Knowing how fickle I can be, he asked me if I was sure of what kind of ring I wanted…if I was sure that I really wanted a princess cut.
Well, of course, I did.
I started with, “Remember, I showed you this ring from the jewelry circular? I want something like….”
“Like this one?”

And there it was.
A shiny, sparkly invitation to be his partner for life.
The exact ring I had drooled over.
Only the folded picture I had of it didn’t do it justice in real life.

I wanted to scream.
Or faint.
Or shout, “I AM MARRYING THIS MAN!”

I’m a little reserved and don’t cause much ruckus, however.
I did let out a little shriek.

“Would you please do me the pleasure of being my wife?”

Duh.

Later, I found out that he had been carrying the ring around in his pocket for nearly two weeks, waiting for the perfect time to catch me off guard. He always had a thing for timing…

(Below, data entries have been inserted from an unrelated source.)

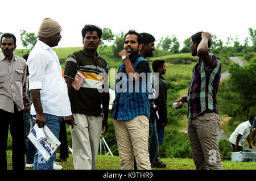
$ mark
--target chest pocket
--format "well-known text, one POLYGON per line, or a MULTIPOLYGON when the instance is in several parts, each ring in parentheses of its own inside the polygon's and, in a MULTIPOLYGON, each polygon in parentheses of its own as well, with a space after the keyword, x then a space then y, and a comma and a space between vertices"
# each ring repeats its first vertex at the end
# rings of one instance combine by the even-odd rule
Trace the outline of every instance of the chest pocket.
POLYGON ((5 75, 6 73, 6 71, 0 72, 0 83, 5 82, 6 79, 5 75))
POLYGON ((22 70, 15 70, 14 78, 15 81, 22 82, 24 71, 22 70))

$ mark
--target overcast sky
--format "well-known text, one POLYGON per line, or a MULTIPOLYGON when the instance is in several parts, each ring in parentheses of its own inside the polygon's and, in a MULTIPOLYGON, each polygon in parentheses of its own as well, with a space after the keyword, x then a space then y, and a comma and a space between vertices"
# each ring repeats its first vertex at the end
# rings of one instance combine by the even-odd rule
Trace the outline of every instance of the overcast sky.
MULTIPOLYGON (((17 37, 19 30, 37 35, 45 18, 57 21, 63 37, 57 47, 82 47, 81 30, 86 24, 109 28, 114 34, 134 29, 161 37, 177 36, 180 48, 193 33, 208 31, 225 42, 228 37, 243 44, 250 27, 256 29, 255 0, 14 0, 1 1, 0 32, 17 37)), ((251 44, 250 41, 250 44, 251 44)))

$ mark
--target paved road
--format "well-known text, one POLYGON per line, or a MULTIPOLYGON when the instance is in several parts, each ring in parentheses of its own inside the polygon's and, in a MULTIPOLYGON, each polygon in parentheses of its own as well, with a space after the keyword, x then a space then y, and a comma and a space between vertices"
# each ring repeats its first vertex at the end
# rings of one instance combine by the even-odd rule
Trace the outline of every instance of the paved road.
MULTIPOLYGON (((231 60, 231 61, 233 61, 235 63, 238 64, 239 65, 241 66, 244 66, 246 65, 246 63, 243 61, 242 60, 240 59, 238 57, 229 57, 229 59, 231 60)), ((221 81, 222 80, 224 80, 226 78, 227 78, 230 74, 228 71, 224 72, 221 74, 221 81)), ((220 121, 221 121, 221 117, 220 117, 220 121)), ((229 136, 224 132, 220 127, 220 124, 218 125, 218 140, 229 140, 229 136)), ((249 150, 249 146, 247 145, 243 145, 243 150, 249 150)), ((253 152, 256 152, 256 146, 253 146, 253 152)))

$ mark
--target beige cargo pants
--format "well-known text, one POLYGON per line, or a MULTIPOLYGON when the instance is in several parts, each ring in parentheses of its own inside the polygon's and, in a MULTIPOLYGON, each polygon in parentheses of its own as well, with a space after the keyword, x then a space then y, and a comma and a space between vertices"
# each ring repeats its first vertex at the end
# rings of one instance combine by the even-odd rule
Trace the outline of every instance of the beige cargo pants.
POLYGON ((133 170, 134 155, 138 170, 150 170, 148 119, 140 115, 127 121, 113 119, 122 170, 133 170))
POLYGON ((197 170, 222 170, 218 141, 218 115, 205 113, 189 119, 188 134, 197 170))
POLYGON ((96 170, 102 128, 101 116, 73 113, 75 122, 72 129, 73 162, 75 170, 96 170))

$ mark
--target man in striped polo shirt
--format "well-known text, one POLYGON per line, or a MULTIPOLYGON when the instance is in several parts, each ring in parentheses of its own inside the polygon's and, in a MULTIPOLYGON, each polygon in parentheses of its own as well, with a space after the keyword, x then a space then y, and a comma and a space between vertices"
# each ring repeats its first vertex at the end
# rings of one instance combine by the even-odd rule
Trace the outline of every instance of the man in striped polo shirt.
POLYGON ((151 70, 139 54, 142 36, 135 31, 125 36, 123 50, 119 56, 123 62, 115 82, 115 99, 112 111, 115 133, 122 170, 134 169, 135 156, 139 170, 150 170, 148 153, 148 120, 151 70))
POLYGON ((84 49, 69 55, 65 65, 64 76, 76 124, 74 125, 74 123, 67 123, 71 125, 73 160, 76 170, 96 169, 96 160, 101 129, 105 127, 102 132, 104 134, 108 128, 108 65, 105 58, 97 52, 102 34, 100 27, 86 25, 82 30, 84 49), (75 86, 77 88, 75 89, 72 85, 74 79, 78 81, 76 78, 78 75, 84 79, 80 82, 81 87, 75 86))
POLYGON ((210 34, 191 36, 192 56, 199 57, 193 69, 188 96, 175 102, 188 103, 188 134, 196 169, 223 169, 218 142, 219 116, 217 92, 221 74, 220 60, 209 50, 210 34))

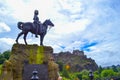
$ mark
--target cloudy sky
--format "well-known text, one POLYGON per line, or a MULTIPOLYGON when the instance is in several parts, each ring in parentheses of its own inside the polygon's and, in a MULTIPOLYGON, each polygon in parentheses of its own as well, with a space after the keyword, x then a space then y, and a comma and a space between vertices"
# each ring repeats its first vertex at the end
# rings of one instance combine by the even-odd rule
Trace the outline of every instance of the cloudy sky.
MULTIPOLYGON (((120 64, 120 0, 0 0, 1 53, 15 43, 17 22, 32 22, 35 9, 41 22, 55 24, 44 38, 55 53, 79 49, 98 65, 120 64)), ((39 45, 39 38, 29 33, 27 42, 39 45)))

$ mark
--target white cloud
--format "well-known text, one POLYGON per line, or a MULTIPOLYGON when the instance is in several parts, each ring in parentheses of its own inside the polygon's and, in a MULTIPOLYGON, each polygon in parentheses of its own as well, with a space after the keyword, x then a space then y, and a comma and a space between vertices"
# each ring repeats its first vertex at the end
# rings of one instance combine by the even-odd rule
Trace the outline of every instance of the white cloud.
POLYGON ((10 27, 5 24, 4 22, 0 22, 0 33, 1 32, 9 32, 11 29, 10 27))

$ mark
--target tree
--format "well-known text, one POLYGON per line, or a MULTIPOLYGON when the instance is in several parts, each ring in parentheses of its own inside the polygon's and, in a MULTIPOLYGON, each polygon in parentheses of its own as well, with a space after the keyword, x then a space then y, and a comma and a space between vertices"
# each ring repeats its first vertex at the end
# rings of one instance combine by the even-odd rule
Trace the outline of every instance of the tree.
POLYGON ((105 69, 101 72, 101 77, 111 77, 115 76, 115 72, 112 69, 105 69))
POLYGON ((8 50, 8 51, 5 51, 5 52, 3 52, 3 56, 4 56, 4 58, 5 59, 9 59, 9 57, 10 57, 10 51, 8 50))
POLYGON ((112 69, 114 72, 118 72, 117 67, 115 65, 112 65, 112 69))

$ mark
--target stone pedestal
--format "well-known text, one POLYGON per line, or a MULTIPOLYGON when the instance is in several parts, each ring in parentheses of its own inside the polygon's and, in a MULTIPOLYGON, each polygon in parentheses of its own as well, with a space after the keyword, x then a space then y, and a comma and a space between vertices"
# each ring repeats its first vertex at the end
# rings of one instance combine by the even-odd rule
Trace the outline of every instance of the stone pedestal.
POLYGON ((3 64, 0 80, 30 80, 33 66, 43 71, 44 75, 39 72, 39 77, 44 80, 57 80, 58 65, 51 59, 52 53, 50 46, 14 44, 9 60, 3 64))

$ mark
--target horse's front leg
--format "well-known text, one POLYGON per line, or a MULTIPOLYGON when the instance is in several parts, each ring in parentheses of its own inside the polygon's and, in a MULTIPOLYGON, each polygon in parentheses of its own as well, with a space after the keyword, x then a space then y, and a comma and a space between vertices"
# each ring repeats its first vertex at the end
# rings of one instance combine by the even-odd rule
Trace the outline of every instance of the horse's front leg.
POLYGON ((44 35, 40 35, 40 45, 43 46, 43 39, 44 39, 44 35))
POLYGON ((17 38, 16 38, 16 43, 17 43, 17 44, 18 44, 18 39, 19 39, 19 37, 20 37, 21 35, 23 35, 23 32, 20 32, 20 33, 18 34, 18 36, 17 36, 17 38))
POLYGON ((27 41, 26 41, 27 34, 28 34, 28 32, 24 33, 24 37, 23 37, 24 42, 25 42, 26 45, 27 45, 27 41))

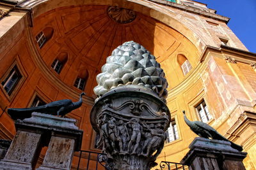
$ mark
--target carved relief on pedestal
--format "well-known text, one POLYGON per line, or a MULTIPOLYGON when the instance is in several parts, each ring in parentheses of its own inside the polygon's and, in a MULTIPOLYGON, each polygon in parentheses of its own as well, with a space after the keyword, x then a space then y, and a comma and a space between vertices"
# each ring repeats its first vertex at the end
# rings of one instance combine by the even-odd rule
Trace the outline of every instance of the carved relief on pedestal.
POLYGON ((161 99, 157 103, 154 96, 140 93, 111 94, 93 108, 99 111, 93 111, 100 136, 97 145, 108 154, 111 169, 150 169, 163 148, 169 110, 161 99))
POLYGON ((225 56, 225 60, 226 60, 226 62, 230 62, 233 64, 236 63, 236 59, 230 56, 225 56))
POLYGON ((133 21, 136 18, 135 11, 118 6, 109 6, 108 14, 113 20, 120 24, 126 24, 133 21))

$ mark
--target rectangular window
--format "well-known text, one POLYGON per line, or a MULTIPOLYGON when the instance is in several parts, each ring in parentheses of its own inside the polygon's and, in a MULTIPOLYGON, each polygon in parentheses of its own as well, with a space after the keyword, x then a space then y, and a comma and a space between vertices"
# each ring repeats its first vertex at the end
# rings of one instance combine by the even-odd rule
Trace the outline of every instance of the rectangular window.
POLYGON ((190 70, 192 69, 192 66, 191 64, 190 64, 190 62, 189 62, 188 60, 186 60, 182 65, 181 65, 181 68, 182 69, 183 73, 184 75, 187 74, 190 70))
POLYGON ((80 90, 83 90, 84 88, 84 84, 85 80, 81 78, 77 77, 74 85, 80 90))
POLYGON ((2 81, 1 85, 9 96, 12 94, 22 77, 18 67, 15 66, 8 76, 2 81))
POLYGON ((178 128, 175 120, 172 120, 170 124, 170 127, 166 132, 166 141, 167 143, 179 139, 178 128))
POLYGON ((212 117, 209 112, 207 106, 204 101, 203 101, 198 106, 196 107, 196 110, 202 122, 206 123, 212 118, 212 117))
POLYGON ((60 74, 62 67, 62 63, 59 60, 55 59, 51 67, 58 74, 60 74))
POLYGON ((43 31, 39 32, 36 37, 36 39, 39 47, 41 48, 46 41, 46 38, 43 31))
POLYGON ((225 39, 225 38, 219 38, 221 42, 221 45, 228 45, 228 39, 225 39))
POLYGON ((167 0, 167 1, 176 3, 176 0, 167 0))
POLYGON ((32 102, 31 107, 37 107, 42 105, 45 105, 45 103, 42 99, 41 99, 38 96, 36 96, 34 100, 32 102))

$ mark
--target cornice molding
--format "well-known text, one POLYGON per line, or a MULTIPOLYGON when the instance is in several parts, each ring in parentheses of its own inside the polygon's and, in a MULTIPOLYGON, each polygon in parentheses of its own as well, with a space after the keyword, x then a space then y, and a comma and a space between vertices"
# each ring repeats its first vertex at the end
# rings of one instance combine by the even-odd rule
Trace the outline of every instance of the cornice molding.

After crying and catching my breath because hello! this really just happened, I ran to the payphone (neither of us had cell phones in 2000) to call my parents.

There was excitement, all around.
My parents.
His parents.
All of our friends.
It was all too perfect, too real and just too…complete.

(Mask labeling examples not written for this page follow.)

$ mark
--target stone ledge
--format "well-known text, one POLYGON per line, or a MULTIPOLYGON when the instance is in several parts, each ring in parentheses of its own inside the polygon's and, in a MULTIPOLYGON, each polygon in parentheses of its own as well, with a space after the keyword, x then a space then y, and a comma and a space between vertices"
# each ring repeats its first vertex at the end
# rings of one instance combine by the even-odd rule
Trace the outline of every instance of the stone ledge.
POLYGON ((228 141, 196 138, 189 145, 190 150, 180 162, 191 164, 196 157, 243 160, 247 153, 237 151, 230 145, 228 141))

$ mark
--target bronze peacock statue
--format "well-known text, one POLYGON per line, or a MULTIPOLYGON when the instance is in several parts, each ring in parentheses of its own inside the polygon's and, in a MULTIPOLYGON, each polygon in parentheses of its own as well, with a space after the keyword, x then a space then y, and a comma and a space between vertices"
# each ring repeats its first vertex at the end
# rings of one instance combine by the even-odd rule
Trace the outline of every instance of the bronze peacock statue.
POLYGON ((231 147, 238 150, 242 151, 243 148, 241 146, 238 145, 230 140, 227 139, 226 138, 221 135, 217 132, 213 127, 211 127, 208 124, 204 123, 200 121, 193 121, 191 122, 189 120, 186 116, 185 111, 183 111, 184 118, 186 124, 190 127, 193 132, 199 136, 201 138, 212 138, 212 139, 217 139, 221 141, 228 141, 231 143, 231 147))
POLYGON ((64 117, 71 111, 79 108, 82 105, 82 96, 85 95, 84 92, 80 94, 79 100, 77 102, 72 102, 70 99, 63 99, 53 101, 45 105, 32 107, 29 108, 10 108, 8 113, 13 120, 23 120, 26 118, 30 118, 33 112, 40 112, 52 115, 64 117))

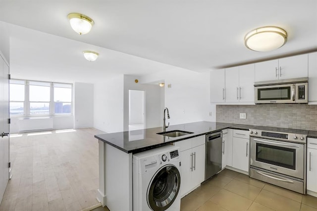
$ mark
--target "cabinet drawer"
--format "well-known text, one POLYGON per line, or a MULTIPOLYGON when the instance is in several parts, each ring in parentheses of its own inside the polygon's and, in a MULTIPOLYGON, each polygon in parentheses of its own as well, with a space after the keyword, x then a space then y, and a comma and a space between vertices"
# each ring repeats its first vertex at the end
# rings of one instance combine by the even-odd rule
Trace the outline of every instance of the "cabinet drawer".
POLYGON ((308 138, 307 139, 307 148, 317 149, 317 139, 308 138))
POLYGON ((249 130, 234 129, 233 136, 234 137, 249 139, 249 133, 250 132, 249 131, 249 130))
POLYGON ((192 140, 192 147, 194 148, 198 146, 206 143, 206 136, 199 136, 190 139, 192 140))

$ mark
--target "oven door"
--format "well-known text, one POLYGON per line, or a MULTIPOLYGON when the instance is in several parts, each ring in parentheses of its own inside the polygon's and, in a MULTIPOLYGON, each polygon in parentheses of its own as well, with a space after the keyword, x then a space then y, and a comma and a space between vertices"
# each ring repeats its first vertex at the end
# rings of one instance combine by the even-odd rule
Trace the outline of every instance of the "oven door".
POLYGON ((304 179, 303 144, 251 137, 250 165, 304 179))

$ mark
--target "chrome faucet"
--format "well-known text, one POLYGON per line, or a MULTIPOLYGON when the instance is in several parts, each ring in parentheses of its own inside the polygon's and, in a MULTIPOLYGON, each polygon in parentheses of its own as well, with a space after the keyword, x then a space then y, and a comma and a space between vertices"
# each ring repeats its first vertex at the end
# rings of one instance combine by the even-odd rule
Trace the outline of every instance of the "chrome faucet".
POLYGON ((167 118, 169 118, 169 113, 168 112, 168 108, 165 107, 164 108, 164 117, 163 117, 163 131, 165 132, 166 131, 166 128, 168 127, 169 126, 169 122, 168 122, 168 125, 166 126, 166 123, 165 123, 165 111, 167 111, 167 118))

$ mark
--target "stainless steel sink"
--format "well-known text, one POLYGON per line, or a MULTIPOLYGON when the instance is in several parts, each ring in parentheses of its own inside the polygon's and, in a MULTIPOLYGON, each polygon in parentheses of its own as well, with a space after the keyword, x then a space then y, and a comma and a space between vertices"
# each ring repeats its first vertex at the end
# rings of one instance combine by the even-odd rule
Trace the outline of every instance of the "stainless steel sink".
POLYGON ((178 137, 179 136, 185 136, 186 135, 194 133, 192 132, 183 131, 182 130, 172 130, 171 131, 161 132, 158 133, 157 134, 162 136, 168 136, 169 137, 178 137))

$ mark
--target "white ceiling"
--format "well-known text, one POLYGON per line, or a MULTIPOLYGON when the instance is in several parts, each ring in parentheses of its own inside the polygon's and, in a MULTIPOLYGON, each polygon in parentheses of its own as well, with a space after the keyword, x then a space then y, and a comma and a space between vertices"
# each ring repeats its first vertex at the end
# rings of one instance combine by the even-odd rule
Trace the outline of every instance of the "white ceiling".
POLYGON ((172 69, 170 65, 203 72, 317 51, 316 0, 0 3, 0 21, 11 24, 10 71, 16 78, 92 82, 116 74, 172 69), (66 17, 70 12, 94 19, 90 33, 72 30, 66 17), (245 34, 267 25, 287 32, 285 45, 267 53, 248 50, 245 34), (100 55, 88 62, 84 50, 100 55))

We married in August of 2001, and instantly had a “new” anniversary.
But we always celebrated our other anniversary, too.
We always had two.

April 13
and
August 4

The girls and I went out to dinner tonight.
And even though I didn’t tell them why, I know it is our anniversary.
And he knows it too.

–

Last night, we had our last group therapy session at hospice.
At the end, we each held a white balloon tied to a string with a note.
We were able to write something, anything we wanted.

Me:
Love you until the day after forever.
I miss you and I am trying to do what
you wanted. Forever, Skye

Cailyn, with help from a counselor:
I miss my Cookie Monster Daddy.

Carys:
I love love love love love you DaDa.

I stood in the middle of the girls and we released our balloons on the count of three…
Only Carys’ balloon didn’t go anywhere.
She panicked and someone in the crowd grabbed the balloon so we could remedy the situation.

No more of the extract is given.